作りためた歌詞は、今までの過酷な家庭環境で抑圧されてきた気持ちのはけ口となり、
面白いほどに次々に歌詞を思いついては書き、書き溜めた歌詞は長いもの短いものすべて含めて膨大な量になった。
歌手発掘オーディションには、今までに作った中の一曲で臨んだのだが、
全身から溢れるような純粋さが審査員の目に留まり、メジャーデビューに向けてバックバンドもつき、
バックバンドのリーダーの力も借りて、
過去に作った膨大な歌詞に曲をつける作業が進められた。淡々と機械的に。
出来上がった曲をマリアが歌い、曲はヒットした。そして同じようなメロディーラインの曲が次々に生まれる。
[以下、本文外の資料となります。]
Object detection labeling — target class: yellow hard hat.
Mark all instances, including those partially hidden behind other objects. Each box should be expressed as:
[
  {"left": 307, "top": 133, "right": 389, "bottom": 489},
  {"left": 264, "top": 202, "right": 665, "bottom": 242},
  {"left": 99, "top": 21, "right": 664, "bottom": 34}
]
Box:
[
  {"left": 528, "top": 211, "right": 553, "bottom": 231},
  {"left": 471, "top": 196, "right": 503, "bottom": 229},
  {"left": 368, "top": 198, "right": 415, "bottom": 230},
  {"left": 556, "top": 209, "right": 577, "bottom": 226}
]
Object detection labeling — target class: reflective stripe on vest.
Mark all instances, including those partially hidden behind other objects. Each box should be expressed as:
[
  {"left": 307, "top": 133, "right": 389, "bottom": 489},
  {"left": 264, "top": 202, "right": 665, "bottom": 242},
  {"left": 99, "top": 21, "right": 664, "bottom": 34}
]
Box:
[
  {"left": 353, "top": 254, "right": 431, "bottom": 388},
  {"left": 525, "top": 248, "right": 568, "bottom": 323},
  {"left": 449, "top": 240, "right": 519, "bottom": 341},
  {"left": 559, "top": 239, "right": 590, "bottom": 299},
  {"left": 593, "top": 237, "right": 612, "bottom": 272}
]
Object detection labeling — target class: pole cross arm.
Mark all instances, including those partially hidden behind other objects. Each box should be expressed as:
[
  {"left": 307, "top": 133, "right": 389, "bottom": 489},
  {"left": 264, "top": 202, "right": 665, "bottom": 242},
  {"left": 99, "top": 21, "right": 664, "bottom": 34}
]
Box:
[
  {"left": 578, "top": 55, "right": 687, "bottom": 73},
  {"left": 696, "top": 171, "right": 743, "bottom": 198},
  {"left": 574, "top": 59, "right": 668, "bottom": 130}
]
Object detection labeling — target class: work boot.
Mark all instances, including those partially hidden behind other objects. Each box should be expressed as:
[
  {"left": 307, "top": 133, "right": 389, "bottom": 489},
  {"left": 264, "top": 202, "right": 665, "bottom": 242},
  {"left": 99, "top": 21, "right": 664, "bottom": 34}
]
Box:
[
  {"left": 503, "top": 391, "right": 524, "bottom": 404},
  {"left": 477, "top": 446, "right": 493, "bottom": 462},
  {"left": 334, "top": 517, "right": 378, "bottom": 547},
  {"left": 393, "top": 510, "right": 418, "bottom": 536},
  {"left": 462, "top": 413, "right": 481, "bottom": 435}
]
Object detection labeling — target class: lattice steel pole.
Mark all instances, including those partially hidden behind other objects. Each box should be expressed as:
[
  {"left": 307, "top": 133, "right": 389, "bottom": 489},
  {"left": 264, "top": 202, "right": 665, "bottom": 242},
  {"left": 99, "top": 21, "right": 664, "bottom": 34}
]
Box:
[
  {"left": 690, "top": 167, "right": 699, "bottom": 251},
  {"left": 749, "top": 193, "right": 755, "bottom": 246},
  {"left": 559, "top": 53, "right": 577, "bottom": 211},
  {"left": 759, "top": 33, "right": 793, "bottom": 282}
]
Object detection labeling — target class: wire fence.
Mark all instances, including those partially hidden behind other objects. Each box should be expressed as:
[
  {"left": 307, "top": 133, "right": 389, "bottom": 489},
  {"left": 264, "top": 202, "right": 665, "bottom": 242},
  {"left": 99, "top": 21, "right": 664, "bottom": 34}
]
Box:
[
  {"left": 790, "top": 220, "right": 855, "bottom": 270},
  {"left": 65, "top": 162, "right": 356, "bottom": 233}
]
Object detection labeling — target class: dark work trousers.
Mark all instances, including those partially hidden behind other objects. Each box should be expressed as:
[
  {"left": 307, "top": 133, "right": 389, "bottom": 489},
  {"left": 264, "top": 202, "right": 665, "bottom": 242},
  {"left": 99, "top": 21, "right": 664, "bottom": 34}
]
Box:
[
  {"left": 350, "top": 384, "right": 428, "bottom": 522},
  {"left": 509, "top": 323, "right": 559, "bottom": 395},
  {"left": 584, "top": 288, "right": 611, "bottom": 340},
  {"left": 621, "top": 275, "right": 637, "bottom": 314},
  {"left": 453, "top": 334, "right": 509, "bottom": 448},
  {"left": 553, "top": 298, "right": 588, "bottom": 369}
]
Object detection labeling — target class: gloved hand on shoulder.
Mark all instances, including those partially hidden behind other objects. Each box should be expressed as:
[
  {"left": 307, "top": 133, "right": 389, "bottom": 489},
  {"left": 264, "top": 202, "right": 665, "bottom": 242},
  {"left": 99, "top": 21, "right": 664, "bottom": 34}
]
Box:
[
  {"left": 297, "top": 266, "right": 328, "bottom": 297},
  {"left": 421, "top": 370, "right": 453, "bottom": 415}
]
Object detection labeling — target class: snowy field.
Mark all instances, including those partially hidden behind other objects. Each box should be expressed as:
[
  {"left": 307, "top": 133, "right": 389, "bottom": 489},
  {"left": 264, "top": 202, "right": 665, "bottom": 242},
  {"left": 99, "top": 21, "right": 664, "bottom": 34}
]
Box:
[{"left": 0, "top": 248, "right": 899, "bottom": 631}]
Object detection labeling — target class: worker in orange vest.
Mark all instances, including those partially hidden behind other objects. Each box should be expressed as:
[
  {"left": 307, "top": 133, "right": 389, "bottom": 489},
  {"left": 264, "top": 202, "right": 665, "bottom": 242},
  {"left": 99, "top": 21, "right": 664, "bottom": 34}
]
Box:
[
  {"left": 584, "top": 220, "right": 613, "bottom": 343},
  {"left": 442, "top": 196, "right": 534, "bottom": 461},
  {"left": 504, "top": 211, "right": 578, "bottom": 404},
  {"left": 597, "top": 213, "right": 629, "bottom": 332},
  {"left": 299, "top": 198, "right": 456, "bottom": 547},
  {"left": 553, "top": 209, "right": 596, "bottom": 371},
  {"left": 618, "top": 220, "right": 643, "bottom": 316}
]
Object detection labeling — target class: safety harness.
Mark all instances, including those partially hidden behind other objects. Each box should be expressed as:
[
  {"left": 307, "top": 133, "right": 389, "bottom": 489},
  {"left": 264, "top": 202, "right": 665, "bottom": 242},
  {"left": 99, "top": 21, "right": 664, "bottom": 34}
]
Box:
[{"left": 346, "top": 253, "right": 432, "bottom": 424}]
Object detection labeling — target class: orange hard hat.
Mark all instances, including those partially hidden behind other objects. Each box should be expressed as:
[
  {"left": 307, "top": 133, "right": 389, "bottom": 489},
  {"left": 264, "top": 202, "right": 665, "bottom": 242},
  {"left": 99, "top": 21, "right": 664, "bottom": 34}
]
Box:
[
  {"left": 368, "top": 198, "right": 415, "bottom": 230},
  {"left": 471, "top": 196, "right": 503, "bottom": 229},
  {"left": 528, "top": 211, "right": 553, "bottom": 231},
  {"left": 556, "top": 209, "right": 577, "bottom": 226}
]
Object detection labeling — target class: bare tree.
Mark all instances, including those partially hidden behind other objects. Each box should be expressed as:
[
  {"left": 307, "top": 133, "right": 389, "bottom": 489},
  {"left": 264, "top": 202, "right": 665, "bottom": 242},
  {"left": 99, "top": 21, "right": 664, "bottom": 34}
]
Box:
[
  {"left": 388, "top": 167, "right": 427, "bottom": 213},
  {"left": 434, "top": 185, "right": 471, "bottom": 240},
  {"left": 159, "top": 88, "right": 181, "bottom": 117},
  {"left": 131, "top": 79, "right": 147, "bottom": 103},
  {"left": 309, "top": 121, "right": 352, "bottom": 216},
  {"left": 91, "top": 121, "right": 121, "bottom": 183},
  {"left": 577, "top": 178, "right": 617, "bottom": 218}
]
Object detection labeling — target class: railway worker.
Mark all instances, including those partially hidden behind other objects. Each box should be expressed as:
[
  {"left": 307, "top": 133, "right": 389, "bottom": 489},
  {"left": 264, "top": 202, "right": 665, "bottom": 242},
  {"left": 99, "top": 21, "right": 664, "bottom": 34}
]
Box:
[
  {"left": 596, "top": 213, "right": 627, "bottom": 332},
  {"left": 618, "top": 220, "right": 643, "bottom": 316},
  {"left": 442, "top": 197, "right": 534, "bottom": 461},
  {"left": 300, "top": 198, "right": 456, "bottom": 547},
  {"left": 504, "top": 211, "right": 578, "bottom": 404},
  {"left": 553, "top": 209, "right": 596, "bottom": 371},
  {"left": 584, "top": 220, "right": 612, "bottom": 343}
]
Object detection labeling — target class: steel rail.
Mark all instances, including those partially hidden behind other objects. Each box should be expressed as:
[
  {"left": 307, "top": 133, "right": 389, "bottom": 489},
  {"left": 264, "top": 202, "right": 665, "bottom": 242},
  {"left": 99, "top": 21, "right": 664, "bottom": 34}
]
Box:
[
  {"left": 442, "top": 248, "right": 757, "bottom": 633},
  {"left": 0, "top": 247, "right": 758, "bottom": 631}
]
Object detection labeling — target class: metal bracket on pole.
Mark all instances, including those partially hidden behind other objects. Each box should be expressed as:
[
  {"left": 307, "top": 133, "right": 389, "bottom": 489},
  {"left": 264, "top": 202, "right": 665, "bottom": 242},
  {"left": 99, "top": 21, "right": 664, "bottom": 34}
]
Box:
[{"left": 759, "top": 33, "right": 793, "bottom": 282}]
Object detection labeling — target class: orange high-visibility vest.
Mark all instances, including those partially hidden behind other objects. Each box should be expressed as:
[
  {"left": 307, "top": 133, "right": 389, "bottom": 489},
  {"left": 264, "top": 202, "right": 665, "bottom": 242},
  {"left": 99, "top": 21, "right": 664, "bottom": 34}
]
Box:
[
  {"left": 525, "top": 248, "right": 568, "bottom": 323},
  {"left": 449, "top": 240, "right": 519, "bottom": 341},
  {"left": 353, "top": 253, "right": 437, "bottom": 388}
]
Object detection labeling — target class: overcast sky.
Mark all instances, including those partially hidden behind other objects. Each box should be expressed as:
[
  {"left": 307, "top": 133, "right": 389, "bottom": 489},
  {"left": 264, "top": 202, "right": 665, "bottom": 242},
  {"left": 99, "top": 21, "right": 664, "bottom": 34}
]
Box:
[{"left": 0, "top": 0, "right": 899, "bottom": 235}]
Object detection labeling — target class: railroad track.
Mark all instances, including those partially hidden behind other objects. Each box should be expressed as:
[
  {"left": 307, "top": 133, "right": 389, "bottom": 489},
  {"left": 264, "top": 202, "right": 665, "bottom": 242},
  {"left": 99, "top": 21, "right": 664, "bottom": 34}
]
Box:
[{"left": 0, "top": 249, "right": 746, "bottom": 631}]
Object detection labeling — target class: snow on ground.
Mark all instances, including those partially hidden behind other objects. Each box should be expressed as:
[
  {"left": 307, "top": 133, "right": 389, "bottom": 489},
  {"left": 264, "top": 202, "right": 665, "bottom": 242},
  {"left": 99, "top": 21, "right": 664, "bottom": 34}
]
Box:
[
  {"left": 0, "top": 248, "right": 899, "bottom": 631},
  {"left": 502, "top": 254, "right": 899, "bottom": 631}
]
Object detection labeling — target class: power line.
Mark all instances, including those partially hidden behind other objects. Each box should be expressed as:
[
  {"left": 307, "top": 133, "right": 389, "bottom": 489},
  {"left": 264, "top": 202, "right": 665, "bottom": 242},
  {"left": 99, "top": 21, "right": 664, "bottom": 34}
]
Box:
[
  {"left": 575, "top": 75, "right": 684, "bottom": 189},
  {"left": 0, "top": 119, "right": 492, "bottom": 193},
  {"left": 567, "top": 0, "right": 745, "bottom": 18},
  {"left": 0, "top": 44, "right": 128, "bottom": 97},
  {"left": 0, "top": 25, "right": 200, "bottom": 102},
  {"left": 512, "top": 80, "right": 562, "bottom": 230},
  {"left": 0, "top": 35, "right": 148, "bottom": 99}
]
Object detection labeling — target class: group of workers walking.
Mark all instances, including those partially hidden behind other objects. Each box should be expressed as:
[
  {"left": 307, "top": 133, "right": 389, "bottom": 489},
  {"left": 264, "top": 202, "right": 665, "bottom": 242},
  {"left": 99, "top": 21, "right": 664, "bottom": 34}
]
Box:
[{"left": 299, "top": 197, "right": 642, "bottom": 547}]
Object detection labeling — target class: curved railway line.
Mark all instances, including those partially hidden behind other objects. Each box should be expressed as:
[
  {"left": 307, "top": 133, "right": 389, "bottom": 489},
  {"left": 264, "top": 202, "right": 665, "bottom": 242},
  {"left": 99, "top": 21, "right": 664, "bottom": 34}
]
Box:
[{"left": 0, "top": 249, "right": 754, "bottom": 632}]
殺伐として乾ききった世の中に、ちょうどうまいぐあいに当てはまりヒットしたマリアの曲だったが、
曲が売れれば売れるほど、なぜかマリアの心の中には違和感があり、次第に大きくなるばかりだった。
精神的に疲れ切った状態が続いたある日、帰宅してベッドに横になり天井を眺めていたところ、
意識もうろうとした状態で、頭の中にあのフレーズが蘇ってきた。
無意識に、自然と口ずさんでしまうあのフレーズ。
よろよろとベッドから起き上がり、窓を開けてベランダに出る。
秋の夜風が非常に気持ちがいい。
配下の夜の街を眺めながら、あのフレーズを口ずさんでいると、なぜか疲れが癒されて行くような気がした。


マリアは再びステージに立った。
会場の観客に向かって思いっきり手を振り、どよめきが徐々に静まっていくのを待った。
「今日の最後の曲になります。本邦初公開になります」
再び会場がどよめいた。
La-Li-La、力強い声でマリアはアカペラで声を上げた。
バンドメンバーは、手拍子を始めた。そして再び、La-Li-La。
マリアもまた手拍子を始めると、徐々に観客の間からも手拍子が始まった。
会場全体が手拍子でマリアの声に応える。そんな掛け合いがしばらく続き、バックバンドの演奏が始まった。